Anche questo governo infatti conferma di voler affrontare l’ormai cronica condizione emergenziale degli atenei italiani con interventi di spending review, compromettendo offerta formativa, didattica e diritto allo studio di milioni di studenti, salvando però con finanziamenti ad hoc la formazione d’eccellenza di quella che viene definita la “futura classe dirigente”. Un processo di élitarizzazione accademica questo alimentato anche e soprattutto dall’ANVUR (Agenzia Nazionale di Valutazione del Sistema Universitario) che importa all’interno della massima istituzione scientifica e culturale del Paese logiche aziendalistiche di meritocrazia, efficienza e competitività ai fini dei ranking nazionali ed internazionali e del meccanismo premiale nella concessione dei finanziamenti.

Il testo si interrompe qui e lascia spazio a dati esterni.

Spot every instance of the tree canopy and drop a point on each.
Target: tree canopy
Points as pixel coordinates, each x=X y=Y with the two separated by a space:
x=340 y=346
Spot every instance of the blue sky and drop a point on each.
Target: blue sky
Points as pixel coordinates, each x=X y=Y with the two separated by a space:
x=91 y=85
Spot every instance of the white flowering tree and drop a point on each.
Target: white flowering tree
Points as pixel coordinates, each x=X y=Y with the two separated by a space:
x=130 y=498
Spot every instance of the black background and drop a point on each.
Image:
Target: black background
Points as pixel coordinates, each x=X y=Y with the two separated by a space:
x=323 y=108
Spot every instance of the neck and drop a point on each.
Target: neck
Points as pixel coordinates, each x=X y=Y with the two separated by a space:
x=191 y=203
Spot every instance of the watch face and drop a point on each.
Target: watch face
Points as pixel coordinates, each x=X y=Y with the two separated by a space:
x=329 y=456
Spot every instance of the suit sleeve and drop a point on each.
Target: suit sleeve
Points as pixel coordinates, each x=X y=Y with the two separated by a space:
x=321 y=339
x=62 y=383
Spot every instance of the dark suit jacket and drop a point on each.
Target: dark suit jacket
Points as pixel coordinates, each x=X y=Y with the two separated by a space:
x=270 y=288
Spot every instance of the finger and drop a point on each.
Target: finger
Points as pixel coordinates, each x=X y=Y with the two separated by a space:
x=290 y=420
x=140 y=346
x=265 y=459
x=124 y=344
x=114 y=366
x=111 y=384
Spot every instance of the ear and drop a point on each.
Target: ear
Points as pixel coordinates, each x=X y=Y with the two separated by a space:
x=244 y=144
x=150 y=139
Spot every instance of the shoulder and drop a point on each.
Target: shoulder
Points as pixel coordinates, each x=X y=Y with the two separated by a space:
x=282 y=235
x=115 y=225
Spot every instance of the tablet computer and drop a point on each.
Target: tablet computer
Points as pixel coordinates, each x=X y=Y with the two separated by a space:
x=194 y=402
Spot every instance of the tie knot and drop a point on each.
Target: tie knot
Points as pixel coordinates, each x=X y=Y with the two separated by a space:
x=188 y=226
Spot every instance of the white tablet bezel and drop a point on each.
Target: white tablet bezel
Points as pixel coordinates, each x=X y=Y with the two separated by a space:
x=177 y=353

Va anche detto però che il sistema dell’Alta Formazione riconosce ancora una centralità del pubblico, anche se sappiamo bene come all’interno della cornice dei Trattati europei il termine “pubblico” non sia necessariamente sinonimo di “interesse collettivo per il bene comune”. In questo caso il pubblico, cioè lo Stato, scegliendo di sostenere finanziariamente pochi centri di eccellenza iper-specialistici squalifica tutti quegli atenei non direttamente funzionali alle esigenze produttive del mercato capitalistico europeo.
Risultano inoltre ancora inevasi i dubbi sulle future ricadute del progetto sia sul sistema universitario del Sud sia sulla specifica Università Federico II di Napoli che, come descritto nella Legge di Bilancio (art.1, comma 214), dovrà assicurare un supporto amministrativo e logistico alla Scuola Superiore Meridionale per i primi 3 anni di avvio. Atenei napoletani (Federico II insieme all’Orientale e a Parthenope) che da alcuni anni non riescono nemmeno più a garantire l’erogazione delle borse di studio o l’assegnazione di residenze universitarie sicure e a norma di legge.
Quanto emerso a Pisa con la vicenda della Scuola Normale Superiore riaccende dunque l’attenzione sulla necessità di invertire la rotta della politica universitaria per come è stata concepita dai governi degli ultimi 30 anni. E questo può avvenire solo redistribuendo equamente adeguati finanziamenti tanto alle Università del Nord quanto a quelle del Sud. L’Italia è uno dei paesi europei che investe di meno in Università e Ricerca (solo lo 0,16% del PIL) e con il numero più basso di laureati. Solo aumentando i finanziamenti di 40 volte tanto quanto stanziato dagli ultimi governi sarà possibile rilanciare l’Istruzione e la Ricerca per dare risposte concrete anche ai tanti ricercatori e docenti precari.
Non intendiamo invece spendere alcuna parola sul grottesco e ridicolo teatrino sollevato dalla Lega in merito al presunto brand pisano se non che dire che “l’unico pericolo sociale è l’ignoranza”. Tutta in dote a chi governa oggi la nostra città e il nostro Paese.